// RELATOS >> SUBVERSIÓN ORIGINAL
 

Instrucciones para rezar en silencio.


Basta con juntar su mano derecha contra su mano izquierda, de manera que las palmas de ambas manos se mantengan enfrenthadas, buscando una pacífica similitud con el aplauso. Flexione su cuerpo hasta caer rendido al suelo de rodillas y dirija la mirhada con atención, simulando que busca algo o a alguien en el alto cielo.

Mueva los labios inferiores, los superiores también, pero de manera imperceptible. O mejor, no los mueva. No se mueva. No mueva ni diga nhada. Abstráigase del mundo de tal manera que sea usted lo único existente.

En caso de lumbalgia o lesión cervical no vaya a poner en peligro su salud. Adopte, por favor, la posición que su médico o farmacéutico le recomiendan. Y no olvide que, sea cual sea la postura elegida, tiene como único fin alcanzar la comunicación con su divinidad, siempre que no esté comunicando o apagado o fuera de cobertura.
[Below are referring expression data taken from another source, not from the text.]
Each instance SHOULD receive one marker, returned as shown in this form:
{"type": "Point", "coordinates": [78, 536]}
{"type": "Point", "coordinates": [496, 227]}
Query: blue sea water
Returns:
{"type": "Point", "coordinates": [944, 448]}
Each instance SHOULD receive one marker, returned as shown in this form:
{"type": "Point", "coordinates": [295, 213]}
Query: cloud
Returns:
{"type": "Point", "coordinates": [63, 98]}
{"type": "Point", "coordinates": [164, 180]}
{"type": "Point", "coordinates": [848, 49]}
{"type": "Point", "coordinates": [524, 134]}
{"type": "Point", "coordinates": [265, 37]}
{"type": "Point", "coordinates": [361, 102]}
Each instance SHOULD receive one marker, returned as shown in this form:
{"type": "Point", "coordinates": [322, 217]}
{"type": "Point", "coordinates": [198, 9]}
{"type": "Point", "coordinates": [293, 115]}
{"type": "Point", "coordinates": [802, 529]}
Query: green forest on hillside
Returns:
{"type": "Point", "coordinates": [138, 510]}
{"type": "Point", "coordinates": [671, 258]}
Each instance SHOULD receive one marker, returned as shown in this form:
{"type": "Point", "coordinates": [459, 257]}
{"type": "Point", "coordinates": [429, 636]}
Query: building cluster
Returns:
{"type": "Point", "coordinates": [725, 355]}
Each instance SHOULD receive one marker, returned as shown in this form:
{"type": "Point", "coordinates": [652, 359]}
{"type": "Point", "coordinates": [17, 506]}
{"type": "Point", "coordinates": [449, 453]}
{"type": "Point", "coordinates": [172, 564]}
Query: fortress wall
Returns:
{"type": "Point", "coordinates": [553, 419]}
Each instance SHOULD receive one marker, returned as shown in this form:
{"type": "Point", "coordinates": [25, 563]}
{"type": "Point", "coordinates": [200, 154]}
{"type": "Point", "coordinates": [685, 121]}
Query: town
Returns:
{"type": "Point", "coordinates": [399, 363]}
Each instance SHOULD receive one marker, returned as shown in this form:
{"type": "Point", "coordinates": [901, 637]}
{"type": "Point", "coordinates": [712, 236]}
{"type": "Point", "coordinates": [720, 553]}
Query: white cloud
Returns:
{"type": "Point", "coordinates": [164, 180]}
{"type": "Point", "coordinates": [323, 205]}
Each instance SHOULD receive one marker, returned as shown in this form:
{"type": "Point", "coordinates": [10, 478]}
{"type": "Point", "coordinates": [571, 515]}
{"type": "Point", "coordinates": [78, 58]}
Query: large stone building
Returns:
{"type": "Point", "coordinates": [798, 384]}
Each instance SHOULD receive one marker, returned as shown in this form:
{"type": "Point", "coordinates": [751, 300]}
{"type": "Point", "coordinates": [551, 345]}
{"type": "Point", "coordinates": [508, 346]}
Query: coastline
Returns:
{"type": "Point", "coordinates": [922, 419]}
Instrucciones para rezar en grupo.

Elíjase al azar una persona de todos los presentes, nunca de los ausentes. Si no tiene plena confianza en las poco ortodoxas leyes del azar, elíjase entonces a la más joven o a la más guapa o al de mayor edad o, sencillamente, a alguien que tenga voz ni de tenor ni de soprano.

Repítase la melodía oratoria que éste o ésta vayan sugiriendo sin pararse demasiado a pensar en qué está usted exactamente diciendo o repitiendo. Adopte una expresión que demuestre interés en grado sumo y no deje usted de soñar con lo que le deparará la noche al llegar a casa, después de haber cenado ese chuletón de buey que le esperaba desde ayer, jueves, en la nevera.